Là, elle se satisfait de sa réaction et recommence à le nourrir, l'expression de nouveau maussade. Veseryn s'est assurée que l'enfant soit encore capable de rire. Nous sommes cinq adultes, pourtant nous n'avons pas songé à vérifier l'état du bébé avant toute autre chose. L'Elfe n'a pas manqué une miette de cette scène. Cela nous rassure tous deux. Pendant que nous serons concentrés sur la survie de la troupe et sur les objectifs de notre quête, l'orpheline se chargera du bien-être de l'héritier. 

— Accompagnez-le. 

L'unique et dernier ordre d'Orist avant qu'il ne s'assoupisse. Nul besoin d'avoir suivi son regard fatigué pour déduire qu'il s'adressait à moi. L'Elfe ne questionne pas cette directive, même s'il ne la comprend pas vraiment. En me levant, je perçois les pas de l'Homme et du Nain tout proche. Tant mieux, je n'aurais pas aimé laisser Veseryn sans protection. 

Je passe devant l'Elfe et il m'emboîte le pas, muet et calme. Le sous-bois ne s'étend ni en largeur, ni en longueur, mais tous les volatiles ayant fui le Marais Gris et le Bosquet des Saules se sont retrouvés ici. Nous devrions rapporter de quoi remplir nos estomacs pour un bout de temps. Une opportunité se présente vite. Mes yeux s'accrochent à cet oiseau et je tire un poignard de son attache, accrochée à l'extérieur de ma cuisse. Sans attendre, je le lance. 

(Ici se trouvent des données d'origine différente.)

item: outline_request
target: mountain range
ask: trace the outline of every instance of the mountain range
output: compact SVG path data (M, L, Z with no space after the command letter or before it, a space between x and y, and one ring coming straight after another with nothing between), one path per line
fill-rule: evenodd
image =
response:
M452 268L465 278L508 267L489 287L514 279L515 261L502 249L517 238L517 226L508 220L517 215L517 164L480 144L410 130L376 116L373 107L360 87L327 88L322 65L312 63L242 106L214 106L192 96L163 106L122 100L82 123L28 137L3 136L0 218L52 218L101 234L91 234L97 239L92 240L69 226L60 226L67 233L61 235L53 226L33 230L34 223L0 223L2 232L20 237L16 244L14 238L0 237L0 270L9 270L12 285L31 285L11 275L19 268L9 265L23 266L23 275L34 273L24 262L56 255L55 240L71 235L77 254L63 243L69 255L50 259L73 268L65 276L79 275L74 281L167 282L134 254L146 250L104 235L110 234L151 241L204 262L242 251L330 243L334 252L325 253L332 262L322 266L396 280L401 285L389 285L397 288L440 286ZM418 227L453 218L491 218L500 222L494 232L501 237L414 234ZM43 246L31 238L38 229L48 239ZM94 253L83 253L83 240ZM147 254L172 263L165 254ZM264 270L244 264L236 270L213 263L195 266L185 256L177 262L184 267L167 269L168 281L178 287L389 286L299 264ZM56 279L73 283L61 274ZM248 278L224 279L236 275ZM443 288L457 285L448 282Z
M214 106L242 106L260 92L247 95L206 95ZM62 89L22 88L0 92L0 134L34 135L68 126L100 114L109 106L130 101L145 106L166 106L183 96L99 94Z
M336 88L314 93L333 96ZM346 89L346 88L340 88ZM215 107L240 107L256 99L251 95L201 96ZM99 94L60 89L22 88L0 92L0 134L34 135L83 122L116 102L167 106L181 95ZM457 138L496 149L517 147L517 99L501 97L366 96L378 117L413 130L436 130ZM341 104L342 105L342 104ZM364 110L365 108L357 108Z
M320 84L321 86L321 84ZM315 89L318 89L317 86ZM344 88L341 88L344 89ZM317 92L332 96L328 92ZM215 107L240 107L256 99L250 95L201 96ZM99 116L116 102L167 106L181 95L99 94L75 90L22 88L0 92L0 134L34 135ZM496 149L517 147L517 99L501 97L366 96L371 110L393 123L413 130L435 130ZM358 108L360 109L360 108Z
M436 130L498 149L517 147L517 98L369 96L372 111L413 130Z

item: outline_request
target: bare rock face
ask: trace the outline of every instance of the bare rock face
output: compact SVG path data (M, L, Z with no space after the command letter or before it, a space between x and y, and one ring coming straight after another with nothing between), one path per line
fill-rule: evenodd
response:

Par malchance, l'archer avait, sans un bruit, bandé son arc et sa flèche ricoche contre ma lame. Le choc nous surprend et nous nous regardons bêtement ; il courbe l'échine et je lève les mains, deux signes d'excuse. Je lui montre le côté gauche du sous-bois et il acquiesce à mon intention. Mieux vaut ne pas chasser dans la même zone. Je remonte un peu, me munis de mon second poignard et débusque un bel oiseau débordant de gras et de plumes, bien dodu. Je cueille même une poire, la seule qui soit mûre. Je parie qu'elle est juteuse. Cela remontera le moral de Veseryn.